Mar
23
2012

An Engineer’s Guide to Using a Mac for College…

After two successful quarters at Ohio State in the FEH program, I can now officially consider myself a college student.  I can also consider myself fully switched over from Windows to Mac.  I can’t say it’s been painless, but I think I’m glad it happened.

First thing’s first.  Install Better Touch Tool.  This program allows you to set up super-useful gestures on the trackpad (on top of the built-in Apple ones) and allows you to use Window Snapping – something similar to maximizing in Windows.  One of my main complaints of Mac used to be that I could never get the windows to take up the full screen – this takes care of the problem.  I’m pretty picky about my window placement, so being able to have things tiled / take up the whole screen was a big deal for me.
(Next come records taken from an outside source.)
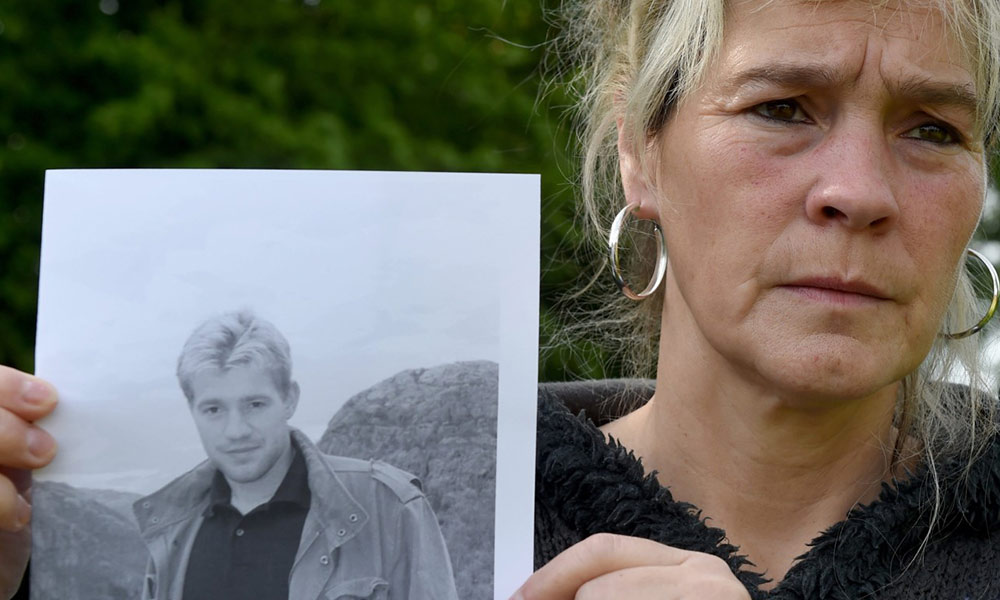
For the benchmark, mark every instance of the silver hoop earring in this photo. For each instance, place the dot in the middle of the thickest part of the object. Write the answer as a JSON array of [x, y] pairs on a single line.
[[661, 261], [993, 305]]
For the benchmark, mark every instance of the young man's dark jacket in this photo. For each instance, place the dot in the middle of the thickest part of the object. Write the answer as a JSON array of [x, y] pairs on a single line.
[[369, 533]]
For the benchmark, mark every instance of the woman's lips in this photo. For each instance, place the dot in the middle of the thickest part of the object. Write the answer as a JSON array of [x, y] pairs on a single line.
[[837, 291]]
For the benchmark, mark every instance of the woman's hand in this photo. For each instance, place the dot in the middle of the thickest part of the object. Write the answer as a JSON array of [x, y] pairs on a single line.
[[23, 446], [616, 566]]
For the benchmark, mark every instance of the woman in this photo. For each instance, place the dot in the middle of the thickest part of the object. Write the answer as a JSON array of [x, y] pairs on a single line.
[[818, 169]]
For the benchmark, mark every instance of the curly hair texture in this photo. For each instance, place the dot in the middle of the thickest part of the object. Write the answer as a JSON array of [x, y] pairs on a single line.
[[236, 339]]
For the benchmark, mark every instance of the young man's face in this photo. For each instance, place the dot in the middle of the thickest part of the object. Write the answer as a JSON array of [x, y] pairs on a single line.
[[242, 419]]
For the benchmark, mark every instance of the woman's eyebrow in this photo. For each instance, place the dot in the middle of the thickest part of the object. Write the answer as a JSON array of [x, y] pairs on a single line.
[[791, 75], [924, 91], [916, 90]]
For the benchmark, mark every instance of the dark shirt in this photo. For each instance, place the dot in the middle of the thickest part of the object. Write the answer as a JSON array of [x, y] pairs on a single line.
[[249, 557]]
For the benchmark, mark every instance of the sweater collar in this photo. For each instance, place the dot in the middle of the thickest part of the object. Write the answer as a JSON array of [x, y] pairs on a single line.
[[855, 557]]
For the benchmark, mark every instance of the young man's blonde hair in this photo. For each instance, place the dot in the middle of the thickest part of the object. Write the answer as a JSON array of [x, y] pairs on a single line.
[[236, 339]]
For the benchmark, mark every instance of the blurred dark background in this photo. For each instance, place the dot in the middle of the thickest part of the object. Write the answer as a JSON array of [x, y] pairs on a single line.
[[440, 85]]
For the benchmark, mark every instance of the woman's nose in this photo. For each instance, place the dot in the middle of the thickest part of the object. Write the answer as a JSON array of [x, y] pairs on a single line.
[[855, 187]]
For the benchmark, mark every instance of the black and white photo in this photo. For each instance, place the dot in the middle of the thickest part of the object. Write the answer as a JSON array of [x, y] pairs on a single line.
[[287, 384]]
With that out of the way, I could focus on my next issue…

Move the Dock to the right side.  Seriously.  Do it.  If I’m reading a webpage or on Facebook, and my screen is WIDESCREEN, why on Earth would I have my Dock take up precious vertical real estate?  I’m not one for having it auto-hide, so moving it to the right is the next best thing.

I haven’t really had any issues with Office for Mac – it’s similar enough to the Windows version that I could figure everything out very easily, and things I couldn’t a quick Google search revealed the answer.
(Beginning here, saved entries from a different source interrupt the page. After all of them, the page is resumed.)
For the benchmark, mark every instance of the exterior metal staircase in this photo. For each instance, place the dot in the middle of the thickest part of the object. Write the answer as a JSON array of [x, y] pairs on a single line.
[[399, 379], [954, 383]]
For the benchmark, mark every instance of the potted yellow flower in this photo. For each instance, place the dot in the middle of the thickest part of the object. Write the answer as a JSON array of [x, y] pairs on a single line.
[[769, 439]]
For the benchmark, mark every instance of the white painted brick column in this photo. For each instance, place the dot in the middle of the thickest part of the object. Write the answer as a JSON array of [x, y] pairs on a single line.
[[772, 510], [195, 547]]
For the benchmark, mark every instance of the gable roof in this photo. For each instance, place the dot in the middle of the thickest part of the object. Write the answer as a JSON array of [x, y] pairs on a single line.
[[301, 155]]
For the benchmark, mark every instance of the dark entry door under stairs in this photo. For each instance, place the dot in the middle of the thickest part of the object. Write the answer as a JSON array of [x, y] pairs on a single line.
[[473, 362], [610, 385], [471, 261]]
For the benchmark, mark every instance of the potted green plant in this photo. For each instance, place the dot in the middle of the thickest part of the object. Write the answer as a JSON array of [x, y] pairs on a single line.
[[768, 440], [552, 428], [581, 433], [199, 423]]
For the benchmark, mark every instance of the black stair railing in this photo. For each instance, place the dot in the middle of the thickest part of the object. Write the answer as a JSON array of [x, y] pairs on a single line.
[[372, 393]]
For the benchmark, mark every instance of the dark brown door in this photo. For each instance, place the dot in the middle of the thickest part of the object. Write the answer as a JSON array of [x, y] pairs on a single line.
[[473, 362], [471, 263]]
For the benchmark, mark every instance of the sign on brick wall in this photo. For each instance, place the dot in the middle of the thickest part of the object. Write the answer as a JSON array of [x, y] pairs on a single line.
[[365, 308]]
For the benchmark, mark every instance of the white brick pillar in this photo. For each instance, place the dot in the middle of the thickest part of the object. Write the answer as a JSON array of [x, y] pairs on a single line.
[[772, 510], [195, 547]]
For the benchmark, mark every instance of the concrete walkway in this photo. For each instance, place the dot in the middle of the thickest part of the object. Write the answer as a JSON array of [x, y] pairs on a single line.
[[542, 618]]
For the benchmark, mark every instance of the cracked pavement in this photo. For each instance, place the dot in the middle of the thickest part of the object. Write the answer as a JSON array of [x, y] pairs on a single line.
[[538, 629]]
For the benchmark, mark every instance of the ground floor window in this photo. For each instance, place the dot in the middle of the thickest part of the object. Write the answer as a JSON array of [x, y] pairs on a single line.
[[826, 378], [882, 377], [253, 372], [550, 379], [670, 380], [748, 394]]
The way Mac handles applications is far superior to Windows.  First off, to install one, you just drag it to the Applications folder.  Everything is contained in there.  Sure, many apps create folders in your user library, but compare this to Windows applications putting pieces of each file in the registry, AppData, Local Settings, Roaming, etc.  It’s a nightmare.

Spaces, AKA Desktops, and Mission Control as a whole are amazing on the Mac.  I can be working on school things in one Desktop, swipe with a few fingers on the trackpad to the right, and have my music and all my personal apps up on that page.  It’s really amazing for multitasking, and I don’t think Windows has anything similar built in.

Crashing.  Windows 7 is one of the most stable Windows’ OSes that I’ve ever used / dealt with.  That doesn’t prevent it from crashing sometimes, though.  I know to friends whose Windows PC’s died at school out of the blue.  One friend was listening to Spotify and her whole computer froze.  Turned it off and it wouldn’t turn on any more.  I know similar things happen to Mac’s, but I have MANY friends at school with Macbook Pro’s and have yet to hear of one crashing.

Physically, the Macbook Pro is amazing.  Most Windows laptop’s my friends have at school are bulkier, plasticy, don’t have backlit keyboards, good sound, or good trackpads.  Yes, you can find Windows Laptops with similar build quality to the Mac, but I still maintain that the Macbook Pro is the laptop with the BEST build quality of any laptop on the market.  The combination of the trackpad, backlit keyboard, beautiful iSight camera, battery life, and aluminum shell make it truly amazing.

Most Windows apps that I fell in love with have equivalent Mac counterparts.  However, not all do.  For example, I fell in love with Notepad++ for PC, and while there are many similar apps for Mac, none come close to the amount of functionality and the speed and simplicity of the interface that that program offered.  Also, for class I had to use Autodesk Inventor, something that’s not available for Mac.  This is where Parallels and Bootcamp came in…

I hate Parallels and Bootcamp.  I first set up Bootcamp, so I have Windows 7 running on a separate partition on my Mac HD.  This is fine and dandy and runs reasonably well, but there’s something about it that just makes it seem slower than it should be. Maybe my HDD at 5400 RPM is just slow, but opening things and multi-tasking in Bootcamp seem slow, and this really bothers me.  The other thing is that I set up the newest version of Parallels to run with this Bootcamp partition, hopes set high.  I hated rebooting the entire computer to get into Windows, so wouldn’t just using Parallels on another Desktop on my Mac be fine?  No. It’s HORRIBLY slow.  It makes both the Mac part and the Windows part almost unusable.  I’ve messed with many settings but nothing seemed to work, so now I just shy away from Parallels unless I need it for some reason and rely on Bootcamp.  Again, this could be due to my 5400 RPM HDD, but whatever it is it annoys me.

Another complaint with Mac : sometimes multi-tasking seems off.  If I have a lot of tabs open in Chrome, or a lot of apps open, things seem to slow down sometimes, and this bothers me.  Maybe I’m romanticizing Windows, but I’m pretty sure if I were doing similar multitasking things on my old PC and Mac, the PC would do them faster.  Again, this may not be the case, but it seems like it.  I’m hoping when I get my SSD in the future, this goes away.

This article went on a bunch of tangents, but the overall message is that I’ve switched to Mac and am for the most part loving it and have run into very few serious issues with Mac.  Feel free to comment questions and I’ll try to answer them.

About the Author: Chris Bellman

Sophomore ECE major at The Ohio State University. Technology enthusiast. Runs own IT business in Cincinnati.